通常のコード中では入力のDataGearを受け取りCodeGearを実行、 結果をDataGearに書き込んだ上で別のCodeGearに継続する様に見える。
この流れを図\ref{meta-cg-dg}の上段に示す。
しかし実際はCodeGearの実行の前後に実行されるMetaCodeGearや入出力のDataGearをMetaDataGearから取り出すなどのメタ計算が加わる。
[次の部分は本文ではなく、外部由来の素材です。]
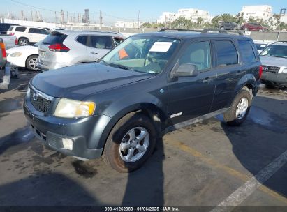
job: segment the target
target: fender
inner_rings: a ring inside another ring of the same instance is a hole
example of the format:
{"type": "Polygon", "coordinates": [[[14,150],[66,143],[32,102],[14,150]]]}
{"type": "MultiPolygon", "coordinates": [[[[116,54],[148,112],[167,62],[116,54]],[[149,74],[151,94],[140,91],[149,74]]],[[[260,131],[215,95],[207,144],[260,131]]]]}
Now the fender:
{"type": "MultiPolygon", "coordinates": [[[[256,96],[258,88],[256,80],[255,79],[254,75],[251,73],[247,73],[244,75],[242,77],[241,77],[241,79],[238,81],[238,83],[235,86],[233,96],[235,97],[241,91],[241,89],[242,89],[242,88],[244,88],[244,86],[251,88],[253,96],[256,96]]],[[[228,103],[228,105],[231,105],[233,101],[233,99],[230,100],[230,102],[228,103]]]]}

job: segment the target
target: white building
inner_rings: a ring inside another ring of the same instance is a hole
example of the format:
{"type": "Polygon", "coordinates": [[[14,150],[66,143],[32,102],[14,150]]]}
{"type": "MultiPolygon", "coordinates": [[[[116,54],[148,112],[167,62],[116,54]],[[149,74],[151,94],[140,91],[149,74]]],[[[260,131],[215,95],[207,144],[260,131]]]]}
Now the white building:
{"type": "Polygon", "coordinates": [[[179,17],[191,20],[193,22],[197,22],[198,17],[201,17],[203,20],[203,22],[209,22],[213,18],[207,11],[194,8],[184,8],[179,9],[177,13],[163,12],[159,17],[159,19],[157,20],[157,22],[162,24],[170,23],[179,17]]]}
{"type": "Polygon", "coordinates": [[[115,24],[115,27],[119,28],[139,28],[143,24],[142,22],[124,22],[124,21],[117,21],[115,24]]]}
{"type": "Polygon", "coordinates": [[[243,19],[246,21],[253,17],[265,22],[272,17],[272,7],[268,5],[244,6],[240,14],[243,14],[243,19]]]}
{"type": "Polygon", "coordinates": [[[156,20],[157,23],[165,24],[172,22],[176,19],[176,13],[170,12],[163,12],[156,20]]]}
これは図\ref{meta-cg-dg}の下段に対応する。

\section{MetaDataGear}
基本はC言語の構造体そのものであるが、 DataGearの場合はデータに付随するメタ情報も取り扱う。
これはデータ自身がどういう型を持っているかなどの情報である。
ほかに計算を実行するCPU、 GPUの情報や、 計算に必要なすべてのDataGearの管理などの実行環境のメタデータもDataGearの形で表現される。
このメタデータを扱うDataGearをMetaDataGearと呼ぶ。


またCbCはスタックを持たないため、 データを保存したい場合はスタック以外の場所に値を書き込む必要がある。
このスタック以外の場所はDataGearであり、 メタなデータを扱っているためにMetaDataGearと言える。
具体的にMetaDataGearがどのように構成されているかは、CbCを扱うプロジェクトによって異なる。